Ahhh. The family life. Have many of you have heard that phrase “when you marry the person, you marry the family”? In the Indian culture, this is so true. There is no separation for the couple from the family. The couple becomes an extension of the family instead.
Now, this isn’t such a bad thing. I really like having a big family so having another group of relatives to hang out with is great.
But what happens when the family gets demanding on your time? What happens when they expect you to follow their rules of when, where, and what you should be doing? What happens when they call the shots without even considering what you need or are available for?
I’m pretty lucky in the sense that both sets of parents for me are really understanding about us having our own lives and knowing that we will make time for them as much as we can.
But I definitely am aware that, in this culture, this is rare. There are a lot of parents who expect a lot more than that from their children and their spouse. I don’t know if it’s worse if you are the son-in-law or the daughter-in-law. I think it probably depends on the situation and the relationship the child has with their parents to start with.
Let’s add one more complication. The expectation that we grow up with to be the perfect daughter-/son-in-law.
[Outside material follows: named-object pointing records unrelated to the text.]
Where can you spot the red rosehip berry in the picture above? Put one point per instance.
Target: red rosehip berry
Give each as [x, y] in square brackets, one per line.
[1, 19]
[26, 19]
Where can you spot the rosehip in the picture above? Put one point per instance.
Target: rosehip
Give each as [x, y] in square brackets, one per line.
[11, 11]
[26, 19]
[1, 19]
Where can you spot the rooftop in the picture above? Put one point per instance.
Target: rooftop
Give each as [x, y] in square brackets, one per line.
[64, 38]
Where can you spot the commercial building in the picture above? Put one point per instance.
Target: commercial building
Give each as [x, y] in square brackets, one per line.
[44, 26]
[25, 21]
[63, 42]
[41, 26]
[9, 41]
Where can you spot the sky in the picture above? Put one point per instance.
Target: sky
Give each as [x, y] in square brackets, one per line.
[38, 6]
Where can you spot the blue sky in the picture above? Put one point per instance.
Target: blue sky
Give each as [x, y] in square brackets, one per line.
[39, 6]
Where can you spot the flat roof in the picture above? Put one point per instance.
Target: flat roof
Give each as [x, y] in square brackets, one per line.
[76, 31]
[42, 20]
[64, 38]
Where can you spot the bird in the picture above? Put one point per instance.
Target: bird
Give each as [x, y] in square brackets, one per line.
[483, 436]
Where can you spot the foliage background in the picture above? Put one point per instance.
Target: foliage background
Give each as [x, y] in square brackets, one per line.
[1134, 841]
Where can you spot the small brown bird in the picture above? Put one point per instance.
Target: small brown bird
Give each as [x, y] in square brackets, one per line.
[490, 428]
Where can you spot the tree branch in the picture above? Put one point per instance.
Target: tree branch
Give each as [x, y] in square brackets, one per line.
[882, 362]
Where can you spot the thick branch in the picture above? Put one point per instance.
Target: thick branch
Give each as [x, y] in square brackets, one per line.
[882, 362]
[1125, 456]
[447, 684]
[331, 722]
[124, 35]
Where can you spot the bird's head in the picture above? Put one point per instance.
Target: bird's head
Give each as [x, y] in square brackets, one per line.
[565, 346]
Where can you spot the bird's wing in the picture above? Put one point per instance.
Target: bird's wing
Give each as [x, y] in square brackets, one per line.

I think I was supposed to be able to cook everything, clean to perfection, have children, raise them, look perfect, have multiple talents, all while holding down a full time job after achieving a degree or two. I totally failed. I think I’ve accomplished maybe 2 or 3 of that long list. Maybe.
It weighs on me that I don’t fit the idea of perfection when it comes to being the daughter-in-law. But I know that I try my best and I keep going. And luckily, I don’t hear any problems about what I can or cannot do.
Unfortunately, some people do.
The solution to this is to set boundaries. It’s not easy by any means. It’s the only thing though that will keep you from going crazy. And if you have the support of your spouse, it will at least make it that much easier to be able to do this. Boundaries are meant to draw a line with regards to what is acceptable and what isn’t. If your parents or in-laws drop in whenever they want and expect you to drop everything to entertain them, then maybe you need to ask them about calling a day before they plan on coming over to check your schedule.
It won’t be easy. And honestly, it might be a battle on its own.
But, hopefully, in the end, it’s worth it.